BY SHRUTIKA CHAVAN
Introduction
Three recent bills, The Farmer’s Produce Trade and Commerce (Promotion and Facilities) Bill, 2020, The Farmers (Empowerment and Protection) Agreement on Price Assurance and Farm Services Bill, 2020, and Essential Commodities (Amendment) Bill, 2020, have seen India’s farmers protesting for over two months now.
Farmers are demanding complete rollback of the bills, passed in the monsoon session, September 2020. To put things in perspective these bills were already in effect since June 5, through ordinances. It replaced ordinances of similar names and introduced changes in the way the farm produces is sold.
FPTC Act, 2020 allows farmers to sell agricultural produce outside state-owned APMCs, Mandis. Farmers can now trade within and outside of their states to private traders. State governments are not allowed to levy market fees, cess outside APMC areas. In Punjab, Haryana, and Uttar Pradesh most crop sales take place at MSP, through Mandis. Hence, farmers promptly have apprehensions that the government is trying to weaken the Mandi System by giving them more avenues. So that it can pull out of the MSP Procurement System. Once the government is out of the picture, it would leave farmers at the will and mercy of big private traders and Middlemen. Hence, farmers are demanding MSPs to be part of a legal statute, APMCs to be constitutionally protected.

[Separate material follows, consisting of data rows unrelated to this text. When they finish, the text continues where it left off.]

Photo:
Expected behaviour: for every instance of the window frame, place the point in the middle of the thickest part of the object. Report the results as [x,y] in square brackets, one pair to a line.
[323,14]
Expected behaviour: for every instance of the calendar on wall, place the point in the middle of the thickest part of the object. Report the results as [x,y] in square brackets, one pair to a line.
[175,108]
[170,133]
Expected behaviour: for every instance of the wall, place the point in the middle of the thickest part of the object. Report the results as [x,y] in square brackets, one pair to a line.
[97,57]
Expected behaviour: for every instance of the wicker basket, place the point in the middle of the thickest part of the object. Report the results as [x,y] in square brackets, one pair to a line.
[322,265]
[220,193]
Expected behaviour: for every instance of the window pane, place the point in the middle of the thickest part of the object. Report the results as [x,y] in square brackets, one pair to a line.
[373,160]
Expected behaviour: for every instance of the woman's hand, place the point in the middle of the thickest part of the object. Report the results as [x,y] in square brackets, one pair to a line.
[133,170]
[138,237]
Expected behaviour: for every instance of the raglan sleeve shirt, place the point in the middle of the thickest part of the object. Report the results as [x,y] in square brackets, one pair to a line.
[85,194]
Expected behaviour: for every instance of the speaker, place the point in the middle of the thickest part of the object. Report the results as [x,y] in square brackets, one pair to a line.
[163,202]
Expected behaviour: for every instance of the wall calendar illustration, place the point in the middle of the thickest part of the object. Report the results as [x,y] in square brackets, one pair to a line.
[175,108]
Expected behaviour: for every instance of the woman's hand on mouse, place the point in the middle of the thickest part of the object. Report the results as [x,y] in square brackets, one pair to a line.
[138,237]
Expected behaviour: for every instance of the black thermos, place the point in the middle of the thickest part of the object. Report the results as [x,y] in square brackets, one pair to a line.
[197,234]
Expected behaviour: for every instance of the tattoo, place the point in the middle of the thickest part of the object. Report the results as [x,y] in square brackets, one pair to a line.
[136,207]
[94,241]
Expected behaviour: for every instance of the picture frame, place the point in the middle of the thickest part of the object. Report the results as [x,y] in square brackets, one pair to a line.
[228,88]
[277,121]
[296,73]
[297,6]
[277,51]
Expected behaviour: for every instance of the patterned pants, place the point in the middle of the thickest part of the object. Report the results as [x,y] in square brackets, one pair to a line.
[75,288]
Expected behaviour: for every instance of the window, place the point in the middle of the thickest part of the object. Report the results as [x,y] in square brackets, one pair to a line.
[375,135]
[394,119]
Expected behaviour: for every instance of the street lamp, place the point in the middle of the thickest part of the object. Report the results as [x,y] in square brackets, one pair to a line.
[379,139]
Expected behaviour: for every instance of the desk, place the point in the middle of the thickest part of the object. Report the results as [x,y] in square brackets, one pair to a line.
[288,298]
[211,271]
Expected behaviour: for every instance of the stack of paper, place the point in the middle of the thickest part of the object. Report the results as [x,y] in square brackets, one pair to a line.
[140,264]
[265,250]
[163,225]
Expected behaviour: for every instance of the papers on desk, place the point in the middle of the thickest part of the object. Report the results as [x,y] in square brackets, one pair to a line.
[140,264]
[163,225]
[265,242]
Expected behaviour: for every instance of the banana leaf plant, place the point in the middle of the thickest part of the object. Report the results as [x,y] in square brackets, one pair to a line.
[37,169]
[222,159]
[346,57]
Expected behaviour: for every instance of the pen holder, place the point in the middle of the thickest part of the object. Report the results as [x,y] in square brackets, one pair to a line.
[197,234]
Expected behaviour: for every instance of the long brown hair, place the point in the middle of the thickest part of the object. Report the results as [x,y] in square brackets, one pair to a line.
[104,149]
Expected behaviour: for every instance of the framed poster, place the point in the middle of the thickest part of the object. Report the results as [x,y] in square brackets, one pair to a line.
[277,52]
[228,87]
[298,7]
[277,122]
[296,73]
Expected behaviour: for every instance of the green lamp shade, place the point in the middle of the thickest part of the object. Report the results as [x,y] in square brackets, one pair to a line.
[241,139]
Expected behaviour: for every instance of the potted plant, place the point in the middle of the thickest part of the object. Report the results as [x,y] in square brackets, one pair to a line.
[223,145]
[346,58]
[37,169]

It is assumed in the FPTC Act, 2020 that Mandi taxes go waste, so tax abolition will help farmers get better prices. In reality, APMCs reinvest much of this tax amount in market infrastructure development. The freedom to sell outside APMCs already exists in many states. Even before the farm bills allowed the sale of crops outside APMCs, close to 44% of products were sold to private traders in the July-December 2012 period, 32% were sold in Mandis amd12% to government and procurement agencies.

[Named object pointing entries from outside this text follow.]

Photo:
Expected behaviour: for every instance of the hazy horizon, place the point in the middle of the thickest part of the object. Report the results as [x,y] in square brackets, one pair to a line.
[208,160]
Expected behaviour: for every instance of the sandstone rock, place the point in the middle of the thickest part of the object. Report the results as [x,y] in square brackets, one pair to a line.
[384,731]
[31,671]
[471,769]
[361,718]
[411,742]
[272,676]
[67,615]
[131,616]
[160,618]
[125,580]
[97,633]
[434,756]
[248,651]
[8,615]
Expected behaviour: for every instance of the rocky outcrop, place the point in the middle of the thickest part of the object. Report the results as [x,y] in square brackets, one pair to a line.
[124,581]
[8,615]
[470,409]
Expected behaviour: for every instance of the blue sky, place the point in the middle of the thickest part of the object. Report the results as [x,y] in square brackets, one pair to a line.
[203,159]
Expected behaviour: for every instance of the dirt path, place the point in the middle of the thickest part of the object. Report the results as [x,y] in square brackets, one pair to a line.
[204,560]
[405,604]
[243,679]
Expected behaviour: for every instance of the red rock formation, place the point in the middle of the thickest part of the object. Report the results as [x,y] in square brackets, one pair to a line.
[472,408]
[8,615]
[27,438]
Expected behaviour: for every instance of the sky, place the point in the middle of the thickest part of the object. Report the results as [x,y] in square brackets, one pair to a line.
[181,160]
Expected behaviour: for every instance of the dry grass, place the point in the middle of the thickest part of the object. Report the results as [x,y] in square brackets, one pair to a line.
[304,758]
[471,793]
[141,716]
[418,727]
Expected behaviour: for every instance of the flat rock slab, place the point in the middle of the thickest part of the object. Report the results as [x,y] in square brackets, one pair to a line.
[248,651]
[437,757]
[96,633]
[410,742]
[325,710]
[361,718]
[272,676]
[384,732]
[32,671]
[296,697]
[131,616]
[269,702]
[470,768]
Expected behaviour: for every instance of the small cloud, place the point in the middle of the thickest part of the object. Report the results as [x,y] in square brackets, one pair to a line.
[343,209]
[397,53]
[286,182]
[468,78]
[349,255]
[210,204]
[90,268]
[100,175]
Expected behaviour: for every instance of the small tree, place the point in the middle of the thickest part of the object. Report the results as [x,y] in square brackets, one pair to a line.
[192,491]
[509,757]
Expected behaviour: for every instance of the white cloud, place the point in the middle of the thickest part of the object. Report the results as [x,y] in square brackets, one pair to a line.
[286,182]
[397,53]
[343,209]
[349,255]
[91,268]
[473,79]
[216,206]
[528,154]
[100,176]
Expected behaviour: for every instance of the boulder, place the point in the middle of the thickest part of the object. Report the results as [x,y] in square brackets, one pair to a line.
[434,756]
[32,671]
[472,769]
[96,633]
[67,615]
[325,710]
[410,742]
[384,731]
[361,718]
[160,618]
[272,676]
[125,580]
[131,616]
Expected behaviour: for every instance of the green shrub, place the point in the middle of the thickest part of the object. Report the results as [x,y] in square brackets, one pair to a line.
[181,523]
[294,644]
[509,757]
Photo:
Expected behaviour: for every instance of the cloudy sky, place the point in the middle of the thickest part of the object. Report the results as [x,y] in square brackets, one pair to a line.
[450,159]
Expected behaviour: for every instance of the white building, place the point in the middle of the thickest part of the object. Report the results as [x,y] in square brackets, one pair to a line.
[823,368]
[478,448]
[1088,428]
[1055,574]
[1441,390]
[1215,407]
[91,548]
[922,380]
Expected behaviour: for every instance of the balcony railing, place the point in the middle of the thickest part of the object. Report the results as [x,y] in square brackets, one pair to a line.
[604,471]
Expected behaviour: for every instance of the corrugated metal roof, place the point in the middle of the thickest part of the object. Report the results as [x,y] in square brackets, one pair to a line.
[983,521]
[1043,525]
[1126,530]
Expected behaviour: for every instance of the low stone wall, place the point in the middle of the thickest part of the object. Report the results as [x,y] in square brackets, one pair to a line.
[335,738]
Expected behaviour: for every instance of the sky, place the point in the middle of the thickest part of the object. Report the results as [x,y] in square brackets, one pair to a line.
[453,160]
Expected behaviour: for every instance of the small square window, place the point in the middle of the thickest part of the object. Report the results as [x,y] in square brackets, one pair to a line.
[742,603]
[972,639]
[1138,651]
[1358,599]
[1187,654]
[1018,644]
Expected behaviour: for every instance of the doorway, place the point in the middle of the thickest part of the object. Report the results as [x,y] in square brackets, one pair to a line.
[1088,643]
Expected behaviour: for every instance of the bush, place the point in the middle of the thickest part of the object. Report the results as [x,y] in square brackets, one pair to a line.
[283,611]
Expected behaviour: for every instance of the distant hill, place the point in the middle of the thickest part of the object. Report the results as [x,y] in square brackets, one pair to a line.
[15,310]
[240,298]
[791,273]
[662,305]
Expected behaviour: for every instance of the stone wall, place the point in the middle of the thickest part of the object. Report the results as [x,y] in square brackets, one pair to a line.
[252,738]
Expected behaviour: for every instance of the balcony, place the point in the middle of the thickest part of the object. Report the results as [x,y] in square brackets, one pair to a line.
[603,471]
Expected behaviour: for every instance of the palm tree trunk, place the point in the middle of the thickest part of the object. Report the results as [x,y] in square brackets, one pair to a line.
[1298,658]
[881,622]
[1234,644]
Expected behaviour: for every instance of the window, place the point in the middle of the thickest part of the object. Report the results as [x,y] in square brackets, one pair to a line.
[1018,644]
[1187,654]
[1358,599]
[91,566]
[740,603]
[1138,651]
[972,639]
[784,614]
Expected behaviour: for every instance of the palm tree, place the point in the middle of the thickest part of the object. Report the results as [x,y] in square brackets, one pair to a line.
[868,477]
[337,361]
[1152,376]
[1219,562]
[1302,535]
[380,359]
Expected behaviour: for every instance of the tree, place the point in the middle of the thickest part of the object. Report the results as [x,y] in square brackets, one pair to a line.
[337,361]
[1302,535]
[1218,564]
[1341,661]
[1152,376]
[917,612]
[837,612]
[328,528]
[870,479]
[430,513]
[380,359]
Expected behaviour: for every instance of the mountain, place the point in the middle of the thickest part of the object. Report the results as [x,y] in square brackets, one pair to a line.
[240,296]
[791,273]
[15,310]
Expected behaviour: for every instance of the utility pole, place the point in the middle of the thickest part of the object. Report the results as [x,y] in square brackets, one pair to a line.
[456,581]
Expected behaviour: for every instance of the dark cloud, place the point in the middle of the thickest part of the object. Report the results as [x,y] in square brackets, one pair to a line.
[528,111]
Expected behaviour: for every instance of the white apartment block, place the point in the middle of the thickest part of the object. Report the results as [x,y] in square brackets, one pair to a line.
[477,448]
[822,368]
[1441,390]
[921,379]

As per the central government website agmarknet 5,979 tons of soybeans have arrived in Mandis across the country as of October 1, with the average model price of Rs. 3,463 as against the MSP of Rs 3,880 per quintal. Similarly, 5,355 tons of maize has reached the Mandis, procured at Rs. 1,163 as against the MSP of Rs. 1,850 per quintal. While the farmers are aggressively agitating for MSP to be a legal right, especially of Punjab, Haryana, UP who have dealt with crops at MSPs, the Government time and again have assured them that they will continue to get benefits of MSPs, the ground reality remains different.
Farmers (Empowerment and Protection) Agreement on Price Assurance and Farm Services Act, 2020:The primary purpose of this is to provide farmers with a legal framework for dispute settlement while entering contract farming before production and rearing of crops. The law aims to transfer market unpredictability from farmers towards private companies giving farmers stable and assured income during volatile market conditions. However, farmers are agitating as this could leave them enslaved to their lands, private companies asserting the land. Also, in case of dispute if their voices will get heard against powerful private institutions. There are chances of private companies exploiting farmers by using legal clauses and putting all liability on them. Hence, farmers want the system of contract farming to be done off.

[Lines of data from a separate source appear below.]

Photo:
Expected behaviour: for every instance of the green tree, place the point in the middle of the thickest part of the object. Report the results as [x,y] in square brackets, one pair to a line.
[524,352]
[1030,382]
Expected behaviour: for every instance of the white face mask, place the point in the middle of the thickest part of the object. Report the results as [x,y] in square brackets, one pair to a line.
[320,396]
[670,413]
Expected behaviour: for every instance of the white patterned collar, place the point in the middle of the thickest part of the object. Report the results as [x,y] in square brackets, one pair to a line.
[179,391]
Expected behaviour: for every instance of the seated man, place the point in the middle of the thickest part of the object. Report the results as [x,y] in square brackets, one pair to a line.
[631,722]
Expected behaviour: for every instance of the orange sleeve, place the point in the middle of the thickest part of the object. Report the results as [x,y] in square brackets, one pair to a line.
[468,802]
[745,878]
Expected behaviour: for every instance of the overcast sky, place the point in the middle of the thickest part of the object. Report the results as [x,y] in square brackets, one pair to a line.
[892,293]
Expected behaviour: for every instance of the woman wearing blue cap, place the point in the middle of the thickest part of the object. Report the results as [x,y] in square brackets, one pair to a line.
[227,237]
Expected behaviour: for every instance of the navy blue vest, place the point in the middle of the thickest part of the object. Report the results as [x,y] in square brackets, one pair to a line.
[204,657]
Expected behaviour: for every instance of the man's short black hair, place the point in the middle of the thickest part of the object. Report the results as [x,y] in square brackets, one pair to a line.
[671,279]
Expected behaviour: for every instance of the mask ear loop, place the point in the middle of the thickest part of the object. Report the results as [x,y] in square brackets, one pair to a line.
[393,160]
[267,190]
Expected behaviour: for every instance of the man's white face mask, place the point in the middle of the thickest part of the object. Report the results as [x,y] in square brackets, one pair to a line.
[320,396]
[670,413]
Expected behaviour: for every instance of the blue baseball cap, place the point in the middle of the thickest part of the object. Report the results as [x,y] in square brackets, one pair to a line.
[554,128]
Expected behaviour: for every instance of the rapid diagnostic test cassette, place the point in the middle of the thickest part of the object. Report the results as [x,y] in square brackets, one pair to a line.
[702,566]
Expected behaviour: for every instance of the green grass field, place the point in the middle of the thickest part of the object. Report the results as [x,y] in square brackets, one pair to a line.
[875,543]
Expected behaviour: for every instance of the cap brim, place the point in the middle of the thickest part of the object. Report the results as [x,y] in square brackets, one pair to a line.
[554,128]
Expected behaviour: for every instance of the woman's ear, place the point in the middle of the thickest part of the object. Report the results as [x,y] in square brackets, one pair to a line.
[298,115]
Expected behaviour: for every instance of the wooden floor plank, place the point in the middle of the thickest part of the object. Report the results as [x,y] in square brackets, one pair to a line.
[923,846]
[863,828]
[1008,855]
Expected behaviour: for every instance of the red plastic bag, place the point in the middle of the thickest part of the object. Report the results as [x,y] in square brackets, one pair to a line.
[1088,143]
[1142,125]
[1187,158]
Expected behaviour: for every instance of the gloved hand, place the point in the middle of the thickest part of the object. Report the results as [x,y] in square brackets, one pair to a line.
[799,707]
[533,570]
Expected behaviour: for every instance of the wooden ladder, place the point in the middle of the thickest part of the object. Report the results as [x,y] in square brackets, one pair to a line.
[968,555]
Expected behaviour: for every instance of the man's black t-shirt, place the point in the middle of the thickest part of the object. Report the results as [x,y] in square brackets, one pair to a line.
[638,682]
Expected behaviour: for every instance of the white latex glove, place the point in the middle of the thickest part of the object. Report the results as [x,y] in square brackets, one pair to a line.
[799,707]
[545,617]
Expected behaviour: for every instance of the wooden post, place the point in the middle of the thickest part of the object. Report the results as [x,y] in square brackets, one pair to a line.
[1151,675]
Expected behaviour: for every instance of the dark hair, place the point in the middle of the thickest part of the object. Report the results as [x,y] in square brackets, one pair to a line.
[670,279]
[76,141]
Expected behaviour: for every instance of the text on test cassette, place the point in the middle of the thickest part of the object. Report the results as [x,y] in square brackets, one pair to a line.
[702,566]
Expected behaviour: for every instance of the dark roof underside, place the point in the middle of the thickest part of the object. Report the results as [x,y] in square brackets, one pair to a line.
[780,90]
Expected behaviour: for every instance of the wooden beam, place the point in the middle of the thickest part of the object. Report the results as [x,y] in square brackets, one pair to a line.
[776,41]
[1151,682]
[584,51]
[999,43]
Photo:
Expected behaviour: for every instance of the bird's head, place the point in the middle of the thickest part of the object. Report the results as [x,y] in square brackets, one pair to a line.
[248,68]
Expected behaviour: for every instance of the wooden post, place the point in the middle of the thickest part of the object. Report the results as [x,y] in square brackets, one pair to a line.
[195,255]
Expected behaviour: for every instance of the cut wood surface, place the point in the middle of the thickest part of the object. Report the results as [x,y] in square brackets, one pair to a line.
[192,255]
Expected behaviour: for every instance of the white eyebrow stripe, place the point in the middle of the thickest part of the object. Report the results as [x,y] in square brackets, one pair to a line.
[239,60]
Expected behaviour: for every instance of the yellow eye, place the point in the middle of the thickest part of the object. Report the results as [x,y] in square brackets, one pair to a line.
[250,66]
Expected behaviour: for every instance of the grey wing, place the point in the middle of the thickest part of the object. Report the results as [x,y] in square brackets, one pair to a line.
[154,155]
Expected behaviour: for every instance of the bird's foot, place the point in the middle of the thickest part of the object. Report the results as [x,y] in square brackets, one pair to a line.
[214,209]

Essential Commodities (Amendment) Bill, 2020, authorizes the center to regulate the Essential Commodities list. It can now regulate prices and impose stock limits of food items, in case of steep price rise due to extraordinary circumstances like war, famine. The government has removed oil, pulses,
cereals, and edible oil-seeds from the essential commodities list. The perishable and non-perishable items will be included in the list only after there is respectively 100%, 50% raise in their retail prices. It would lead to stock hoarding, further leading to food inflation disrupting life.
What else do farmers demand?
The other demands put up by farmers are to repeal Commission for air Quality Management in NCR and the related ordinance 2020, abolishing Energy Ordinance, 2020 and to cut diesel prices for agricultural usage by 50%. Farmers expect decentralization and center to not interfere in the state subject list.
Impact on Indian Agriculture
While the government is trying to give farmers long-sought free access to the market, its benefits will depend upon market demand. The Centre says the Farmers Act 2020 will change Indian agriculture by inviting heavy private investments. Also, inter-state trade will enable some states to attain food security while others avoid surplus farm produce wastage. Barrier-free intra-state and Inter-state trade will facilitate One Nation One Agriculture Market.
Way forward
Commercialization and privatization are significant aspects of the Country’s growth and development. However, it should be regulated to protect its citizens from greedy and powerful private players. In order to bring private players in the picture, the government should beforehand strengthen the agriculture infrastructure by heavily funding the expansion of APMCs, linking them to national e-trading platforms, and getting rid of trade cartels that trouble small farmers.
Consensus building is the only way out; the center should reach out to all the stakeholders opposing the bill including the opposition, communicate the need for agricultural reforms, and get them on board. The proper and effective implementation of this act entails bringing all the stakeholders on the same page. The dialogue deficit on the Government’s part and trust deficit on the farmer’s part needs to resolve as soon as possible. The government should focus on giving the farmers a just settlement, as this is the battle of unequals.